After reading about the technology, you might think Venray was planning to market a small chip to high-end HPC niche markets... and you'd be wrong. The company expects the following to occur as a result of this revolutionary architecture (organized by least-to-most creepy):

  • Computer speech will be so common that devices will talk to other devices in the presence of their users.
  • Your cell phone camera will recognize the face of anyone it sees and scan the computer cloud for backround red flags as well as six degrees of separation
  • Common commands will be reduced to short verbal cues like clicking your tongue or sucking your lips
  • Your personal history will be displayed for one and all to see...women will create search engines to find eligible, prosperous men. Men will create search engines to qualify women. Criminals will find their jobs much more difficult because their history will be immediately known to anyone who encounters them.
  • TOMI Technology will be built on flash memories creating the elemental unit of a learning machine... the machines will be able to self organize, build robust communicating structures, and collaborate to perform tasks.
  • A disposable diaper company will give away TOMI enabled teddy bears that teach reading and arithmetic. It will be able to identify specific children... and from time to time remind Mom to buy a product. The bear will also diagnose a raspy throat, a cough, or runny nose.
Conclusion:

Fish has spent decades in the microprocessor industry--he invented the first CPU to use a clock multiplier in conjunction with Chuck H. Moore--but his vision of the future is, in our opinion, distorted enough to scare mad dogs and Englishmen.
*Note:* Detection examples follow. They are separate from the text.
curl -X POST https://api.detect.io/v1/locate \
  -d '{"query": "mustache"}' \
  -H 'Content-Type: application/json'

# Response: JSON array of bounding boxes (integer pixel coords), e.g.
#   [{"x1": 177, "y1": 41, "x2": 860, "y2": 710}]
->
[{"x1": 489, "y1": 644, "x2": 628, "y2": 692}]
His idea for a CPU architecture is interesting, even underneath the obfuscation and questionable representation, but too practically limited to ever take off. Google, an enthusiastic and dedicated proponent of energy efficient, multi-core research said it best in a paper titled "Brawny cores still beat wimpy cores, most of the time."

"Once a chip’s single-core performance lags by more than a factor of two or so behind the higher end of current-generation commodity processors, making a business case for switching to the wimpy system becomes increasingly difficult... So go forth and multiply your cores, but do it in moderation, or the sea of wimpy cores will stick to your programmers’ boots like clay."